БАБКА. Дак как я его?
МАТЬ. За ноги давай! Ну, козел…
Тащат дядю Колю за ноги.
МАТЬ. Ну, козел… Вот козел…
Привела…
ДЯДЯ КОЛЯ. Костюм у меня там…
МАТЬ. Где?! Костюм его дай!
Бабка собирает одежду и складывает на дядю
Колю.
ДЯДЯ КОЛЯ. Чемодан еще…
МАТЬ. Чемодан тащи!
Бабка несет чемодан, кладет на дядю Колю.
ДЯДЯ КОЛЯ. Ничё там нет больше моего? Деньги еще
где-то были…
МАТЬ (отпускает ноги). Ты чё, а, умирающий?! Встал,
а!
ДЯДЯ КОЛЯ. Не могу…
МАТЬ (спокойно). Мать, топор неси.
БАБКА. Зачем топор? Не его же топор-то…
МАТЬ. А расчленим на фиг.
ДЯДЯ КОЛЯ (вскочил). Вы чего, а? Пошел я
уже…
МАТЬ. Живой?
ДЯДЯ КОЛЯ. Живой.
МАТЬ. Щас значит мертвый будешь. Топор, мать, неси!
ДЯДЯ КОЛЯ. Да я пошел уже!
МАТЬ. Топор, мать, быстрей, уходит!
ДЯДЯ КОЛЯ. Вы чего тут?! Совсем уже! (Быстро
подхватывает чемодан, вещи и бежит на улицу прямо в трусах.)

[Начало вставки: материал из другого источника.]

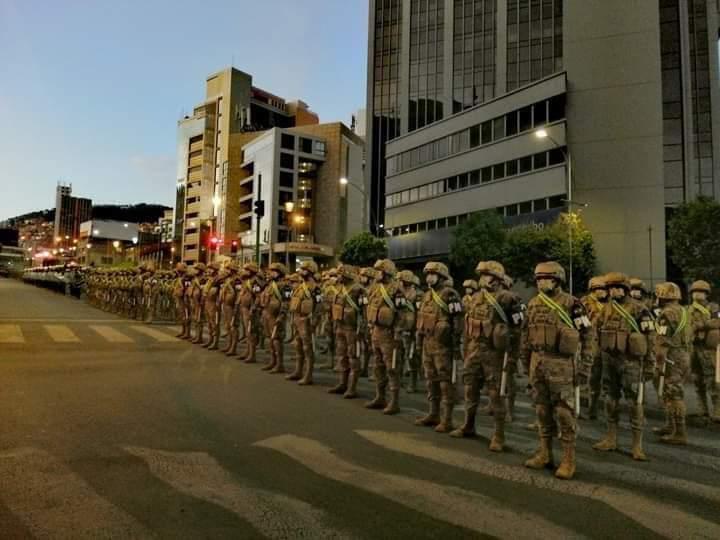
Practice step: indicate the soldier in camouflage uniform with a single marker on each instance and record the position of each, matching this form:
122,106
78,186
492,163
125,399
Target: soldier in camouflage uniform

Мать выскакивает на крыльцо.
МАТЬ. Убегает! Быстрей, мать, топор!
Дядя Коля добавляет ходу.
Мать ржет.
Девочка в комнате смотрит на лужу молока
на полу с прожилками крови. Спускается с шифоньера, склоняется над
лужей, пальцем смешивает кровь с молоком.
ГОЛОС. Так дядя Коля перестал быть моим
отцом. Быстро и без лишнего шума. От него осталось только пятно на
полу, которое бабка легко затерла обычной тряпкой…
Бабка вытирает лужу.
5.
ГОЛОС. Правда, после дяди Коли был дядя
Слава…
За столом на кухни сидит дядя Слава.
Держит букет цветов.
Дядя Слава наматывает на руку полотенце.
ДЕВОЧКА. Зачем вы вот это полотенце делаете?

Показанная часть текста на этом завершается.